Два зайца, три сосны - Вильмонт Екатерина Николаевна. Страница 31
– Эмигрантщина очень дурная среда!
– Владимир Александрович не эмигрант, это раз, и потом Гошке сейчас нужно мужское влияние!
– Не эмигрант, говоришь? А кто же он? Самый жалкий эмигрантишка! И если бы я могла предположить, что он сманит моего внука…Я буду бороться!
– Мама, с кем ты намерена бороться?
– С этим эмигрантишкой!
– И как ты намерена бороться? Напишешь Ангеле Меркель, что профессор Мокшанцев педофил? – уже взбесилась я.
– Оставь эти гнусные инсинуации! А как ты, родная мать, можешь оставить сына на этого… на этого старого развратника? Чему он научит ребенка?
– Да почему же он развратник?
– Ты знаешь, сколько у него было баб?
– Ну и что тут плохого? По крайней мере Гошка станет нормальным мужиком… А Владимир Александрович умнейший, интеллигентнейший человек. Я бы мечтала, чтобы Гошка стал таким, как он. И вообще, мама, успокойся, вопрос решенный.
– А меня не надо было спросить, когда решался этот вопрос?
– Зачем было спрашивать, если я точно знала, что ты скажешь. К тому же Гошка категорически заявил, что хочет остаться с дедом.

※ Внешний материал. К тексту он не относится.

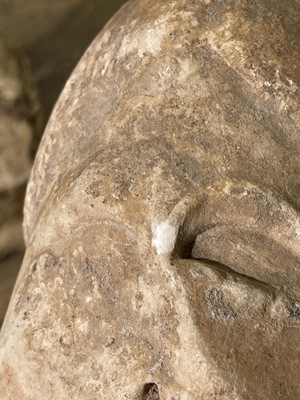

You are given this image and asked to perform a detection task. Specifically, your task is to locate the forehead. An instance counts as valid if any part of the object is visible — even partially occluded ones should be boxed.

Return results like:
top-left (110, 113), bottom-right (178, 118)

top-left (25, 1), bottom-right (300, 241)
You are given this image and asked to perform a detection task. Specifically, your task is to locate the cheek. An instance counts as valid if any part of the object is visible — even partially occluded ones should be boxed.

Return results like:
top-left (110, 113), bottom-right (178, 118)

top-left (177, 260), bottom-right (300, 399)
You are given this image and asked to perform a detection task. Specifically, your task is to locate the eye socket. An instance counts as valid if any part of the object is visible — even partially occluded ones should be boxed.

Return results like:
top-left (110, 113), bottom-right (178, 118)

top-left (182, 225), bottom-right (300, 288)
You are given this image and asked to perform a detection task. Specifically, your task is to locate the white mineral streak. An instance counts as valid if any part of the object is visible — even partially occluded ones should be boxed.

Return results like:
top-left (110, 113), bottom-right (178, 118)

top-left (118, 17), bottom-right (169, 58)
top-left (152, 221), bottom-right (176, 255)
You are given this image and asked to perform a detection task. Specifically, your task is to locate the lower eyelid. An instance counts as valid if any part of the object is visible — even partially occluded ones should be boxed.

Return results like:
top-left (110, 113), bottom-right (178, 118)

top-left (182, 225), bottom-right (300, 287)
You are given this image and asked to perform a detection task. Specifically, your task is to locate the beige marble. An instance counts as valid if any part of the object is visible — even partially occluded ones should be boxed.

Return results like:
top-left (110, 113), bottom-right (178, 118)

top-left (0, 0), bottom-right (300, 400)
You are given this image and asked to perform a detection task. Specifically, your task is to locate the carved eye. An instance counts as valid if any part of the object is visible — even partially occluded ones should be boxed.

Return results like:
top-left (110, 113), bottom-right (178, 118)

top-left (178, 225), bottom-right (300, 287)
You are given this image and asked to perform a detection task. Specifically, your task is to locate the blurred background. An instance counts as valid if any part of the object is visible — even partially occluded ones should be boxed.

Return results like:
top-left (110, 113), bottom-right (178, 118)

top-left (0, 0), bottom-right (125, 327)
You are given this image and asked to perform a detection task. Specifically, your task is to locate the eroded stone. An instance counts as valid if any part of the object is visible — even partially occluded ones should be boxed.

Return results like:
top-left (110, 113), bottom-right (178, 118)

top-left (0, 0), bottom-right (300, 400)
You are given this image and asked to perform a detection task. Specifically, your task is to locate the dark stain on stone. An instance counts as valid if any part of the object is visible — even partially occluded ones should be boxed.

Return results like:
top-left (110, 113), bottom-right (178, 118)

top-left (142, 382), bottom-right (160, 400)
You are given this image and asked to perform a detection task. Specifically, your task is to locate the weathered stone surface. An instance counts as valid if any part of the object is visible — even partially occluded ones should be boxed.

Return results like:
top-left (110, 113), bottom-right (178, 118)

top-left (0, 0), bottom-right (300, 400)
top-left (0, 41), bottom-right (40, 258)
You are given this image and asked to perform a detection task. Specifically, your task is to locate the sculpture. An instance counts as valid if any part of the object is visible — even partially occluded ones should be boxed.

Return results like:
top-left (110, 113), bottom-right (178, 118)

top-left (0, 0), bottom-right (300, 400)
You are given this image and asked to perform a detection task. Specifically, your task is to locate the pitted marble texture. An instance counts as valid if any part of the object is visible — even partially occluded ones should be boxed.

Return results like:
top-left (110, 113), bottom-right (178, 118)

top-left (0, 0), bottom-right (300, 400)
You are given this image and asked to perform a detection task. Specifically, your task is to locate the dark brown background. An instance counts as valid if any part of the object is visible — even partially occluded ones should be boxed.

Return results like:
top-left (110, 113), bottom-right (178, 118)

top-left (0, 0), bottom-right (125, 326)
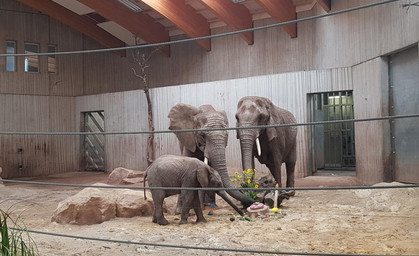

– Ну конечно, он еще ребенок, он купился на западную мишуру! А ты и рада от него избавиться, чтобы строгать свои идиотские романы и водить мужиков! А что я останусь одна на старости лет… Вот подожди, ты тоже будешь старой и обязательно одинокой, тебе некому будет подать стакан воды, потому что Гошка бросил тут старую бабку по твоему наущению и тебя тоже бросит.
– Мама, по-моему, я тебя не бросила. Я в Москве и сношу все твои капризы. Достаточно терпеливо, – добавила я, уже теряя терпение.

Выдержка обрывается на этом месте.